Desata Inés los pantalones y las bragas de don Juan, y lo hace con lentitud, acariciándolo a él mientras manipula cordones y cintas, y después le besa minuciosamente sus partes de varón, de abajo arriba, sintiéndolo latir y crecer más y más, hasta que lo empuña con las dos manos y empieza a chuparlo, mientras don Juan habla de esos ángeles desaforados tras mil años de castidad, que se meten en todos los hombres y mujeres de Sodoma bajo la espantada mirada de Lot, el único que no se atreve y que desde su ventana ve cómo el arcángel Gabriel llega hasta su mujer violada rutinariamente un par de veces, narra la voz de don Juan, ya con la respiración entrecortada, mientras Inés chupa con más y más fuerza, apoyada sobre las piernas de don Juan, el ángel voltea a la mujer de Lot y la hace gozar por única vez en su vida, hasta tal punto que el día de la tragedia, cuando bajaba el fuego sobre Sodoma y Gomorra, la mujer de Lot volverá la cabeza para mirar una vez más al ángel que la hizo feliz, mientras cae del cielo esa lluvia de fuego que sale de las entrañas de don Juan, y doña Inés separa la boca del miembro para recibir el chorro de esperma en pleno rostro.

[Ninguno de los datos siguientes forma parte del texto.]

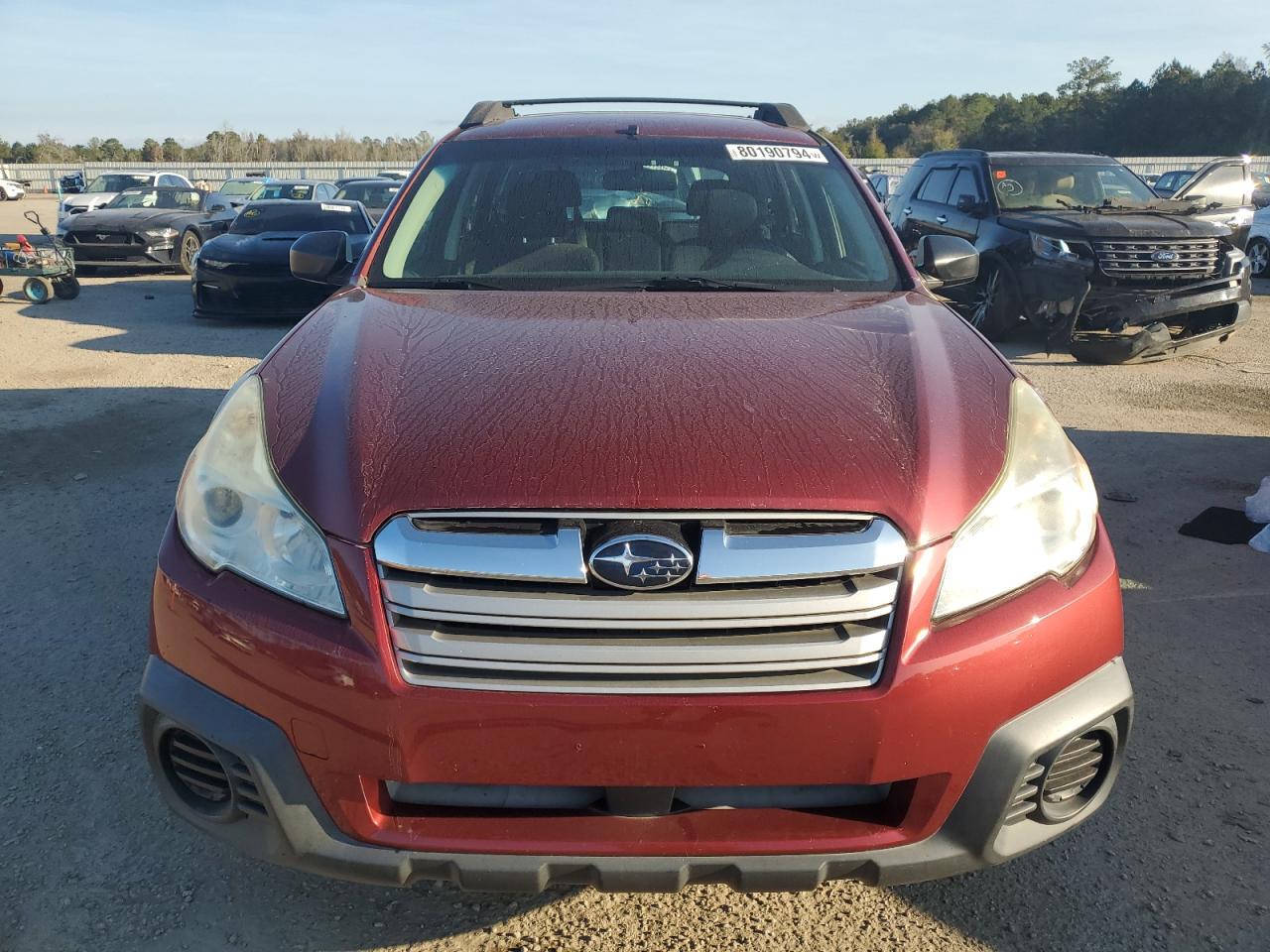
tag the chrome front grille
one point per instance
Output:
(504, 602)
(1159, 258)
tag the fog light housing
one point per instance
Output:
(1075, 775)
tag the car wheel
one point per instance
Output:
(994, 306)
(1259, 257)
(190, 245)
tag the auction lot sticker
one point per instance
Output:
(776, 154)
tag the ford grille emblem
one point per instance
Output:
(640, 562)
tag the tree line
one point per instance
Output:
(1179, 111)
(223, 145)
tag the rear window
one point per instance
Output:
(278, 189)
(324, 216)
(572, 213)
(371, 194)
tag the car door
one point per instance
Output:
(1223, 188)
(926, 212)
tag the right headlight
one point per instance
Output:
(1038, 520)
(234, 513)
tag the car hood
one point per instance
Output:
(272, 246)
(1111, 225)
(117, 218)
(85, 200)
(393, 402)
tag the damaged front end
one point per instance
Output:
(1137, 299)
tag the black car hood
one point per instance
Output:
(268, 246)
(128, 218)
(1125, 223)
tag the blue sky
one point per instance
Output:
(393, 67)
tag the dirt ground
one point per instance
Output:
(100, 402)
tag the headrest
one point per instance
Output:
(729, 214)
(638, 220)
(698, 194)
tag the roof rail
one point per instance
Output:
(490, 111)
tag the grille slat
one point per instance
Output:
(818, 620)
(1133, 258)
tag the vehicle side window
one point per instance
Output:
(1224, 184)
(938, 185)
(965, 184)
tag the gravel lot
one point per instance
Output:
(100, 400)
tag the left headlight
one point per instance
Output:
(234, 513)
(1038, 520)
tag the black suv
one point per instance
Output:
(1080, 246)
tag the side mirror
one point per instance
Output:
(321, 257)
(945, 261)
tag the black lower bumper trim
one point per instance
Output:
(295, 829)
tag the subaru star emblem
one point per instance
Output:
(640, 562)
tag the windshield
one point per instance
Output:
(310, 216)
(1067, 184)
(158, 198)
(285, 189)
(239, 186)
(630, 212)
(372, 194)
(117, 182)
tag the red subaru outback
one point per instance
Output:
(634, 516)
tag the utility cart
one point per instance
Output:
(48, 264)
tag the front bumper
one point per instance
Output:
(1124, 324)
(298, 832)
(126, 254)
(318, 711)
(234, 294)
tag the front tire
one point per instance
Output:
(996, 307)
(190, 245)
(1259, 257)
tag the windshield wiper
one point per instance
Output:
(454, 281)
(685, 282)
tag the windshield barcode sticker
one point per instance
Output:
(776, 154)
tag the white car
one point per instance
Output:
(105, 186)
(1259, 244)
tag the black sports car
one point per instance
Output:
(376, 194)
(144, 226)
(246, 272)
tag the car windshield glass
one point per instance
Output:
(284, 189)
(1067, 184)
(239, 186)
(372, 194)
(173, 198)
(635, 212)
(299, 218)
(117, 182)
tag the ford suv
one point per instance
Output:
(1082, 249)
(635, 516)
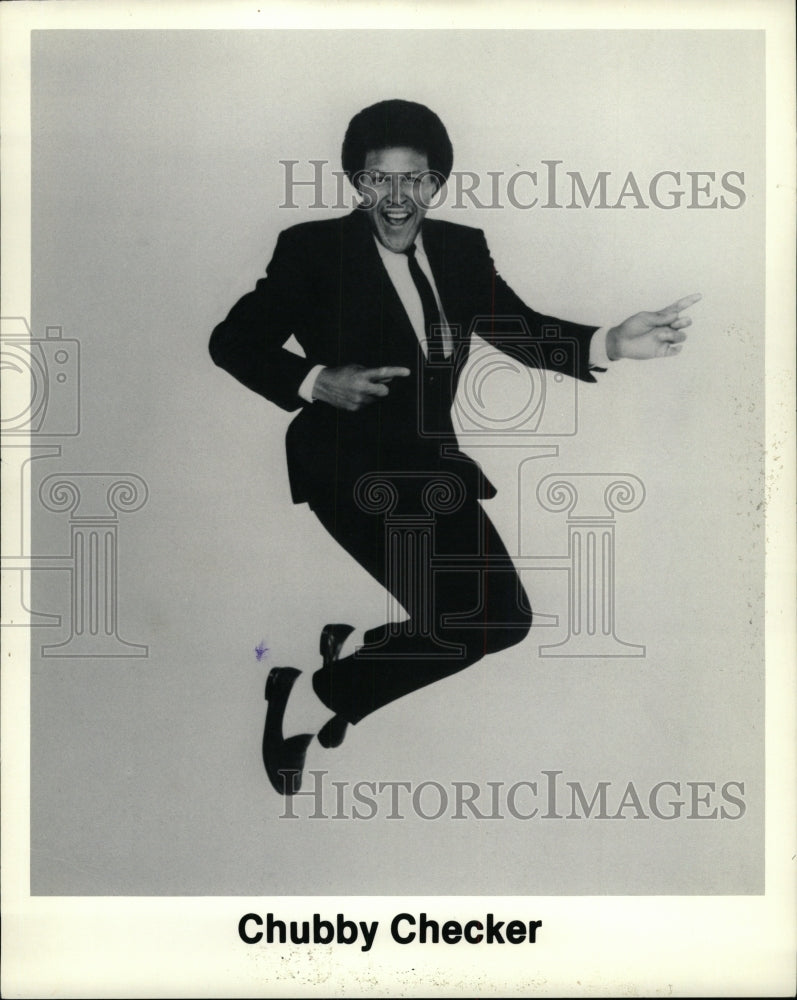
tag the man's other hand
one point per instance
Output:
(352, 387)
(651, 335)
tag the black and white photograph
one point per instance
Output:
(398, 532)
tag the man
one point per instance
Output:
(383, 302)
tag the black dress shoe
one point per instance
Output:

«Y todo este relato tan minucioso», piensa Laura, «para después decir que don Juan se vistió muy lentamente, besó y acarició a Inés muchas veces y, embozado en su capa, se dirigió a la calle. Al pie de la escalera se topó con el padre de Inés, quien, sorprendido, comenzó a dar voces. Y ése fue el comienzo de la catástrofe», le dirá después Laura al cura, «y tendremos que estudiar por qué este personaje está marcado por la tragedia, ya que don Juan, sin vacilar, disparó al padre de Inés un pistoletazo en la cara, matándolo de inmediato».

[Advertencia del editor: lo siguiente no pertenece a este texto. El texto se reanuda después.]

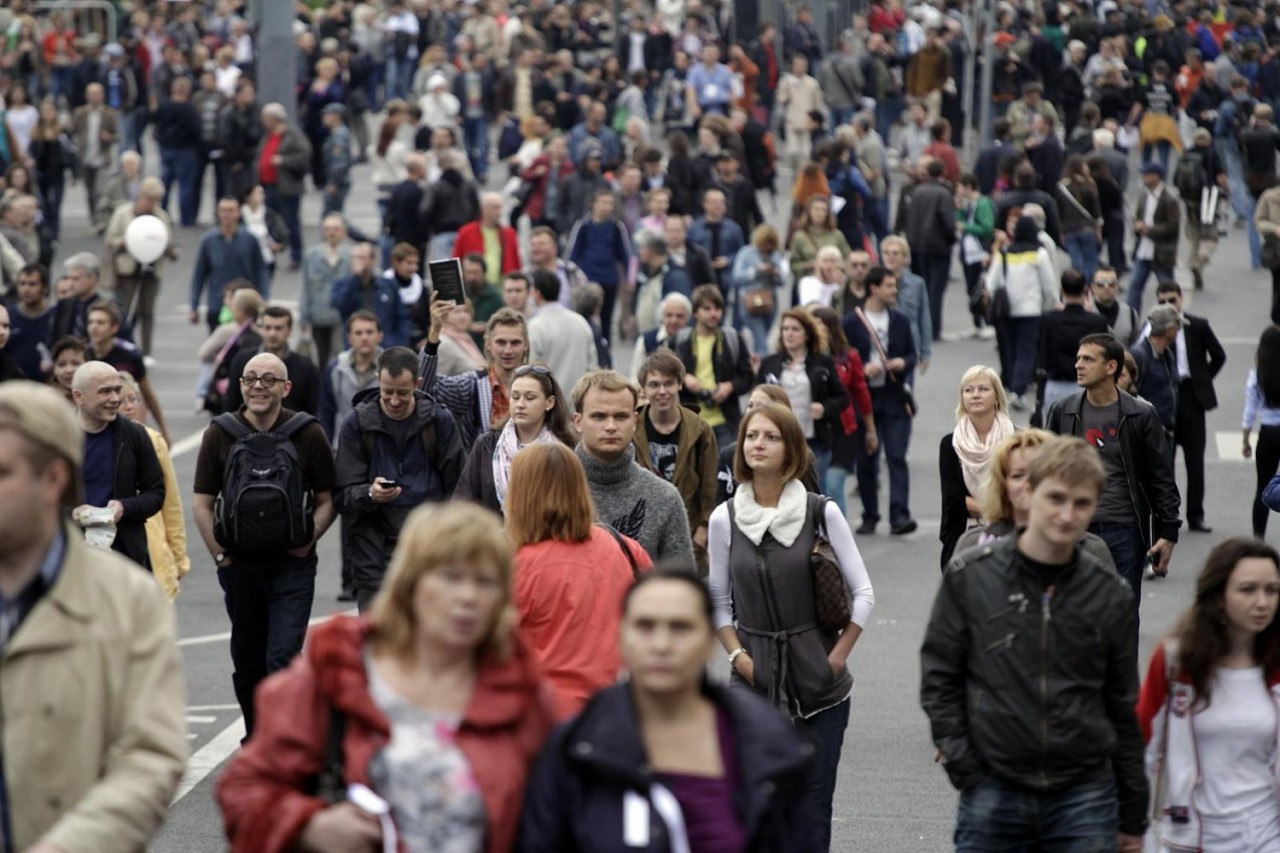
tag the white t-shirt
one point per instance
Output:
(1235, 737)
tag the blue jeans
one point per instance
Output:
(1142, 269)
(1083, 249)
(895, 434)
(826, 729)
(269, 605)
(1023, 332)
(996, 816)
(475, 135)
(181, 165)
(288, 209)
(1129, 553)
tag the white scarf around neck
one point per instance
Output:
(785, 520)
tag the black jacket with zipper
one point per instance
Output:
(574, 801)
(1037, 689)
(1147, 465)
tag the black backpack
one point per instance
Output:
(263, 506)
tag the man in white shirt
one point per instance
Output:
(560, 337)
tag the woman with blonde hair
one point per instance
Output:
(571, 574)
(762, 585)
(964, 455)
(1004, 498)
(814, 229)
(167, 529)
(440, 705)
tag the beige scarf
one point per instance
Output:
(976, 454)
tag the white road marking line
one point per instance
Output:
(208, 757)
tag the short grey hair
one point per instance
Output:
(86, 261)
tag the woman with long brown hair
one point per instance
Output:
(571, 574)
(1210, 710)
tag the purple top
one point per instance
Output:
(707, 802)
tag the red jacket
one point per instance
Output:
(261, 793)
(570, 601)
(470, 240)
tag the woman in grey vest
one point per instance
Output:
(762, 585)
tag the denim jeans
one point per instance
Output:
(269, 605)
(827, 731)
(1128, 552)
(996, 816)
(1142, 269)
(288, 209)
(895, 436)
(1083, 249)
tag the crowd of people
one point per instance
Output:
(766, 215)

Anota el inquisidor que, si bien la voz de Inés es lúcida y coherente, ella muestra signos de desvarío en la mirada y el arreglo de su persona, en la forma de llevar ese luto que parece una fiesta, o en el confundir la risa y el llanto al declarar ante el tribunal. Una nota al pie da cuenta de la muerte de Inés días más tarde, de una dolencia imprecisa que, «en atención a su pertenencia a familia muy principal», dice el notario, «se evitó investigar si había sido enfermedad o suicidio».

Laura aparta los ojos del legajo, y en ese instante un balazo hace estallar el cristal de la ventana y se estrella en la lámpara, dejándola a oscuras.